Tan et al. (2015) reported that the SOM content in the upper (0–10 cm) soil layer increased to variable degrees under various tillage systems except in the CK treatment. However, in the soil layer 10–30 cm deep, the SOM content for different tillage systems increased and were higher than CK treatment. Amongst them, straw mulching has the highest SOM content (Fig. 1g). This result could be in associated with crop straw, a rich in source of organic carbon compounds viz. cellulose and lignin, which further are major sources of SOM. Decomposition of straw releases CO2, which either promotes soil microbial immobilization or release or mineralize inorganic nitrogen, eventually forming SOM (Devêvre and Horwáth 2000).

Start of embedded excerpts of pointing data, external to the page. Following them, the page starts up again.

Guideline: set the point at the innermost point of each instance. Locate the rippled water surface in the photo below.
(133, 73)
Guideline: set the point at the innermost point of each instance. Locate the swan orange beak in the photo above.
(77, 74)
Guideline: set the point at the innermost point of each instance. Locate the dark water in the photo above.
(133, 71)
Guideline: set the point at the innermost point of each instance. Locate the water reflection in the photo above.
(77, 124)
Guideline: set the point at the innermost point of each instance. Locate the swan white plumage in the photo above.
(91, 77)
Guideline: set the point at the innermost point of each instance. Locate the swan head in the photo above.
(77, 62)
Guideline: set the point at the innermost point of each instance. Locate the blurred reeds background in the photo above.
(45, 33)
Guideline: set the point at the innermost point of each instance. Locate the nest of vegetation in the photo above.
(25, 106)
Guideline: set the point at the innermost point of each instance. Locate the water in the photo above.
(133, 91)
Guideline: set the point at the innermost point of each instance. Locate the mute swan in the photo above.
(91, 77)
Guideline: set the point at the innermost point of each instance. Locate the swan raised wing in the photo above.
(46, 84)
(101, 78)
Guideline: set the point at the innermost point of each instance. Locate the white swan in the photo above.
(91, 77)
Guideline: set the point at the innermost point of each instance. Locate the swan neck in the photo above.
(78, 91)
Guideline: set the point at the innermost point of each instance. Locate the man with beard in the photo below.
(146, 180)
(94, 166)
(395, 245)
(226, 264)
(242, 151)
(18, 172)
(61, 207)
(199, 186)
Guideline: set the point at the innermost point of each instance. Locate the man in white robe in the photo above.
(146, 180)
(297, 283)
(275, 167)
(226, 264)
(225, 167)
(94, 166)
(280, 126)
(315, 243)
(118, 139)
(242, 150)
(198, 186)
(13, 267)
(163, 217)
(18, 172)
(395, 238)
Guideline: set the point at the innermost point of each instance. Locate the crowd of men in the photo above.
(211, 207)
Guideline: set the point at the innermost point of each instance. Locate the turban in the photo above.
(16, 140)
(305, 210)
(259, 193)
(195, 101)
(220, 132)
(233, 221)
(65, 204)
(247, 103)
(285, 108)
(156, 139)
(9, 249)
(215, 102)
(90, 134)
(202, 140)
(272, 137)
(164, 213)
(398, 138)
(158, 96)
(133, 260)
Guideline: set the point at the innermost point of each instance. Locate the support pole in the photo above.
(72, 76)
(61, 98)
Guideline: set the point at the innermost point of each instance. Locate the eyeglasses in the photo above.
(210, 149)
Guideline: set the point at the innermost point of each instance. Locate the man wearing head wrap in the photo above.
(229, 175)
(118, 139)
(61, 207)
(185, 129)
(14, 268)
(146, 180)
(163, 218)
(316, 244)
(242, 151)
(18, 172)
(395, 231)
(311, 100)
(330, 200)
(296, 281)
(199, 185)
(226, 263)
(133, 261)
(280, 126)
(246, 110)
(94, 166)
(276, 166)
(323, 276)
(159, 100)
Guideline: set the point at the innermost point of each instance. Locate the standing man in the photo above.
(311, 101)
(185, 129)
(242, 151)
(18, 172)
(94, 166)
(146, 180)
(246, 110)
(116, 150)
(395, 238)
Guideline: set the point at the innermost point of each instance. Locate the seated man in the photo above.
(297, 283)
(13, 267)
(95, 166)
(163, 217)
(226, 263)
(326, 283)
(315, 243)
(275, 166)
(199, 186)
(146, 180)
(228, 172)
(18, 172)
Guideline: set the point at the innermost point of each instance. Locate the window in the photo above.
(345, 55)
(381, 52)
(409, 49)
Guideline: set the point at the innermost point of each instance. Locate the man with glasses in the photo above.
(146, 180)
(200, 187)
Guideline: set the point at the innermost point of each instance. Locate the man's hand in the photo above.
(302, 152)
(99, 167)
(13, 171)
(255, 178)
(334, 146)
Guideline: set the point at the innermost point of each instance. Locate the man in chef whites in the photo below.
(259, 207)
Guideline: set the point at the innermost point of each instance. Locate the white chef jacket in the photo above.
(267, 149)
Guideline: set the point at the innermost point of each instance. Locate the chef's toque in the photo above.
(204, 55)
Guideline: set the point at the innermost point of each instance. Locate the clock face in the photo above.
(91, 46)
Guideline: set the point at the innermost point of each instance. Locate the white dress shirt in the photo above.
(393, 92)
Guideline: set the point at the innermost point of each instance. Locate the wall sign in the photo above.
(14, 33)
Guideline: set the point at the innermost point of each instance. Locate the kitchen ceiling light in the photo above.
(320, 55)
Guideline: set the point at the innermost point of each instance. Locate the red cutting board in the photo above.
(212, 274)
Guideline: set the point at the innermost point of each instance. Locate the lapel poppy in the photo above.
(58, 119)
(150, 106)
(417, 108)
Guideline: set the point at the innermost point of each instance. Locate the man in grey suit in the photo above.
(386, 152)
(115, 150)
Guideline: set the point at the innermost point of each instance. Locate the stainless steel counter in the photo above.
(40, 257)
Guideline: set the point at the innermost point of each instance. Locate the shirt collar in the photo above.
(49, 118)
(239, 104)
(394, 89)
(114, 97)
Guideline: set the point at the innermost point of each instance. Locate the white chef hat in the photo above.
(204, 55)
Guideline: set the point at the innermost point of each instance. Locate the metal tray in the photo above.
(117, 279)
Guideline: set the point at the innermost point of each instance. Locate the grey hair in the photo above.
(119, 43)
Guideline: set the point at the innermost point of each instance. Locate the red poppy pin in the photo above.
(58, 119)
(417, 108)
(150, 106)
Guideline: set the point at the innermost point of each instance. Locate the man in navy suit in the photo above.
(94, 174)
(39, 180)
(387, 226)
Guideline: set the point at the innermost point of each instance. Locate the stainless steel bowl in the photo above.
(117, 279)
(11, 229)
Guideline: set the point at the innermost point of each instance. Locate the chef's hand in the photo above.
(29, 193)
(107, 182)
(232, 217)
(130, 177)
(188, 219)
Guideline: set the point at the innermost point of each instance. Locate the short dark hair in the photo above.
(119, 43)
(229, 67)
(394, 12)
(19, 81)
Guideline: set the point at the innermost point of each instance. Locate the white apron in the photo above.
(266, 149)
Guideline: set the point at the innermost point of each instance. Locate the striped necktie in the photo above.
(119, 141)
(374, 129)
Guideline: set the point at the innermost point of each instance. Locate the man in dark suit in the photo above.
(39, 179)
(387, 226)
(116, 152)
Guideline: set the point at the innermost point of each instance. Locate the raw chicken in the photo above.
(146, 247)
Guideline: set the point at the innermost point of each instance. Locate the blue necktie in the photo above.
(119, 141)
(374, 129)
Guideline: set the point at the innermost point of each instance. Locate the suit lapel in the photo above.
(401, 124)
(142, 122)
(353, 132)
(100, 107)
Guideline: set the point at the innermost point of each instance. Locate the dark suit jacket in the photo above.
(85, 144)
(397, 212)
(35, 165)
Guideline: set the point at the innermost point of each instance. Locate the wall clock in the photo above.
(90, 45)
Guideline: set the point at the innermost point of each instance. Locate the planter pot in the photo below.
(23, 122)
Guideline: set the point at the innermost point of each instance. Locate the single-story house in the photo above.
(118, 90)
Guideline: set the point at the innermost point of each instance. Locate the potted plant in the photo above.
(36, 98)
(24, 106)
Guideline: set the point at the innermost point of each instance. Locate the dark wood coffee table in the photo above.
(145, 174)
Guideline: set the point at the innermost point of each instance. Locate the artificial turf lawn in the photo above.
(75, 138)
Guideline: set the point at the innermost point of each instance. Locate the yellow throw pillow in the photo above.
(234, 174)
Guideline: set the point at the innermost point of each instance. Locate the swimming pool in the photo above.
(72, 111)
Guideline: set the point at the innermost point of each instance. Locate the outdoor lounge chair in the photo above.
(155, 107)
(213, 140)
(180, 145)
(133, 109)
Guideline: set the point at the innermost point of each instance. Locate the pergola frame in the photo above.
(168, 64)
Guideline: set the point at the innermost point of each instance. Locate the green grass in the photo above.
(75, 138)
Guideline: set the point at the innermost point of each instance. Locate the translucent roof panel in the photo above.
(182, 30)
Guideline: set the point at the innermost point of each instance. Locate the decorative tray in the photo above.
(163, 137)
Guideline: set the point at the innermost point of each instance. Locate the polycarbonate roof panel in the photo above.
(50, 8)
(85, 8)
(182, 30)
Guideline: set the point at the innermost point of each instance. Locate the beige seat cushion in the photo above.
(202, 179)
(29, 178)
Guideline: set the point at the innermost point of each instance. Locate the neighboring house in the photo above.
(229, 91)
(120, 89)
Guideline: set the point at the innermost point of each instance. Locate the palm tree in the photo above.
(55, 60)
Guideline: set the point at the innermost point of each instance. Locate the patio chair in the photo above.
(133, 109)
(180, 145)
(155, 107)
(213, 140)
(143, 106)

The SOC had a base value of 33 Mg ha−1 in 1979 when lentil-wheat system was introduced (Gan et al. 2014). Meanwhile, the levels of SOC with wheat cropping systems increased gradually (Fig. 1h). The larger addition of SOC during the later period was due to greater crop productivity resulting in greater biomass C reverted back to soil. This was achieved mainly by higher application rates of N fertilizer coupled with more favorable cultivation season. Higher sequestration of C was achieved by well managed cropping systems (Dhaliwal 2008). Guo et al. (2019) reported that SOC content increases with use of 34-year continuous fertilization. Results revealed that C input in the combined straw or manure treatments with inorganic fertilization (3.24–7.45 Mg C ha−1 year−1) was much greater than that in the NPK (2.16 Mg C ha−1 year−1) and control (0.23 Mg C ha−1 year−1) treatments. The C input in the form of stubble and root for wheat (0.13–1.76 Mg C ha−1 year−1) was greater than that of soybean (0.04–0.88 Mg C ha−1 year−1) for a given fertilization practice. The crop residue retention serves as an important factor in increasing the quantity of SOC. Additionally, GHG emissions over a year had mean value of 357 kg CO2 eq ha−1 in dry years, lower than that in normal and wet years (Fig. 1i). However, conversion of C by wheat plants from atmospheric CO2 into plant biomass, was more than counterbalance and sequestered into the soil (Fig. 1i). Weather played a significant role in affecting both emissions and sequestration of C. Annual gain of soil C was 877 ± 15 kg CO2 eq. ha−1 in normal years. Gan et al. (2014) also calculated the yearly mean value of per unit area carbon footprint by decade, in the 1980 was − 181 ± 12 kg CO2 eq ha−1, quite lower than that in the 1990 and 2000 (Fig. 2a). Furthermore, wheat carbon footprint was found to be a linear function of the levels of SOC increased, with each kg of soil C gain resulting in lower level of carbon footprint values by 0.0003U. The sensitivity test reveals that a gain of SOC at more than 454 equivalent of CO2 ha−1 year−1 rate could lead to negative carbon footprints (Fig. 2b).

Fig. 2
figure 2

a Grain yield and carbon footprints of spring wheat in different years or decades (Source: Gan et al. 2014). b The relationship between carbon footprint and soil carbon gain and crop yield in wheat (Source: Gan et al. 2014). c Effects of different long-term fertilization treatments on soil organic carbon content in a paddy field at main rice growth stages, soil microbial biomass carbon, soil microbial biomass carbon and nitrogen ratio in a paddy field at main rice growth stages (Source: Xu et al. 2018). d Depth distribution of (a) total SOC (b) POC (c) SMBC (d) Cmin (Source: Causarano et al. 2008). e Effect of pasture, CsT, and CvT on total SOC, POC, SMBC, and Cmin in 24 d at 20-cm depth (Source: Causarano et al. 2008). f Dry-stable and water-stable mean-weight diameter and aggregate-size distribution (0–5 cm) under pasture, CsT, and CvT systems (Source: Causarano et al. 2008). g Effects of straw return to deep soil on the easily oxidized organic carbon (EOC) and soil light fraction organic carbon (LFOC) at three soil depths (Source: Zou et al. 2016). h Effects of returning straw to the deep soil on soil dissolved organic carbon (DOC) at the three soil depths (Source: Zou et al. 2016)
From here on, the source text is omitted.